Quant à la protection des données, c’est la Commission nationale pour la protection des données (CNPD) qui a donné son avis. Et elle aussi a trouvé des lacunes dans le texte proposé. Notamment le fait que personne ne pourra s’opposer au traitement de ses données. Si cette démarche fait sens pour les personnes « présumées infectées » et positives (un terme déjà amendé et changé en « personne à haut risque »), la CNPD – qui dit ne pas disposer « des compétences scientifiques et épidémiologiques nécessaires » − se demande tout de même « si la restriction absolue du droit d’opposition des personnes présumées infectées, mais dont le test d’avère négatif, est vraiment nécessaire dans le cadre de la lutte contre [la] Covid-19 ».
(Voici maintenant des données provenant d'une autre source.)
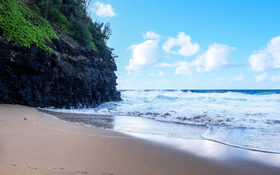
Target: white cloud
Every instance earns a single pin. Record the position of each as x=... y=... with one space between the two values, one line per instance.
x=261 y=77
x=275 y=78
x=239 y=78
x=187 y=48
x=215 y=57
x=144 y=54
x=168 y=64
x=160 y=73
x=184 y=68
x=267 y=58
x=151 y=35
x=103 y=10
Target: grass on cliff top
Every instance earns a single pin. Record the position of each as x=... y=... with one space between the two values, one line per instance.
x=23 y=25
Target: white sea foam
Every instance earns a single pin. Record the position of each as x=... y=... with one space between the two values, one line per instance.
x=238 y=114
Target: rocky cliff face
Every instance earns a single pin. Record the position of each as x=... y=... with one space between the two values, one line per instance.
x=74 y=77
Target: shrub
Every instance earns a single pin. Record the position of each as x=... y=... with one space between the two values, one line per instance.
x=24 y=26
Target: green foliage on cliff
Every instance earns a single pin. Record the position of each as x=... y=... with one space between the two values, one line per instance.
x=21 y=24
x=76 y=23
x=33 y=23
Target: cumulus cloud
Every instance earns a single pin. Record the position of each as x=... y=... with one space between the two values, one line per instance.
x=261 y=77
x=275 y=78
x=267 y=58
x=186 y=47
x=239 y=78
x=144 y=54
x=103 y=10
x=215 y=57
x=160 y=73
x=151 y=35
x=184 y=68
La CNPD préconise aussi une lecture très restrictive du texte en ce qui concerne le type de données collectées et considère que la mention « au moins », qui précède la liste des informations à collecter selon la loi du 1er août 2018, sur lequel le projet de loi se base, ne devrait pas être prise en compte. La durée de conservation des données est aussi très longue, en comparaison avec nos voisins belges et français. Le projet 7606 prévoit de les garder jusqu’à la fin de la pandémie et six mois de plus. Or, cette définition est peu exacte, d’abord parce qu’il n’est pas précisé qui sonne la fin de la pandémie : le directeur de la santé, l’OMS, le gouvernement ou le parlement ? La CNPD propose donc d’au moins réévaluer régulièrement la pertinence du stockage de ces données. Finalement, elle rappelle que le stockage des données et leur destruction après usage doivent être encadrés de manière forte.
En somme, les député-e-s feraient mieux d’écouter les avis provenant des commissions et des expert-e-s juridiques, sous peine d’avoir à avaliser des lois inadaptées et inadaptables à la réalité.